Sad update~ Daisy just killed her daughter Half Pint by laying on her  Ugh....my only doeling this year!


----------



## janeen128 (Dec 31, 2012)

Oh no!!;( I'm so sorry Stephanie;( That's horrible....


----------



## ksalvagno (Oct 6, 2009)

Oh no, so sorry.


----------



## Jessica84 (Oct 27, 2011)

oh I can't tell you how sorry I am


----------



## rebelINny (Feb 7, 2014)

Oh no! I'm sorry! On another note four of my kid goats ate going to that family as well. I had a woman contact me about buying kids. I found out later that d he is donating them to this family. I gave her a discount when I found out. I think that is so cool. Our goat babies will live together.


----------



## NyGoatMom (Jan 26, 2013)

That's awesome rebel...I am extremely pleased to help them out. Are yours does or bucks?

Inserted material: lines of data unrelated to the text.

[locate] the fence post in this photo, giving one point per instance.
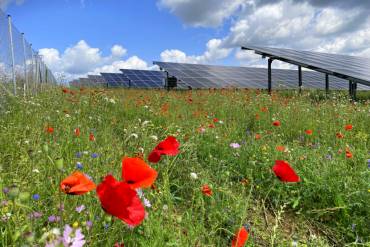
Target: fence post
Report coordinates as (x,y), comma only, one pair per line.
(25,86)
(12,53)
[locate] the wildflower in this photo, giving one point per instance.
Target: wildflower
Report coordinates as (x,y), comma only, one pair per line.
(137,173)
(193,175)
(91,137)
(36,197)
(53,219)
(49,129)
(170,146)
(240,237)
(206,190)
(80,208)
(75,239)
(309,132)
(94,155)
(120,200)
(77,132)
(284,172)
(234,145)
(77,184)
(339,135)
(276,123)
(79,166)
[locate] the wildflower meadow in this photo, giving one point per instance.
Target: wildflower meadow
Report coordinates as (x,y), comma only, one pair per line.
(184,168)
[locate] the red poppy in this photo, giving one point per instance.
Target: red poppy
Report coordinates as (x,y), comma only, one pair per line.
(170,146)
(240,237)
(309,132)
(77,184)
(206,190)
(280,148)
(339,135)
(77,132)
(137,173)
(118,199)
(92,137)
(49,129)
(276,123)
(284,172)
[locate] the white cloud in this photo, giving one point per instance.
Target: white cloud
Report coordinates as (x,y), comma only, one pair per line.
(81,59)
(214,52)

I am so upset about Half Pint...I somehow feel responsible...I should have pulled her being so small, I almost did too ..but she was growing and lively  If Daisy lays on another I will pull every kid she has from now on. 
Man, I've read about does laying on their kids...but it seems so dumb, ya know? I thought Daisy was smarter than that. Really frustrating


----------



## rebelINny (Feb 7, 2014)

That is frustrating but mot your fault. Who would think a momma would not realize they were laying on a baby? 
My kids going to the family are three wethers (soon to be) and one doeling


----------



## NyGoatMom (Jan 26, 2013)

Mine will be going in June...


----------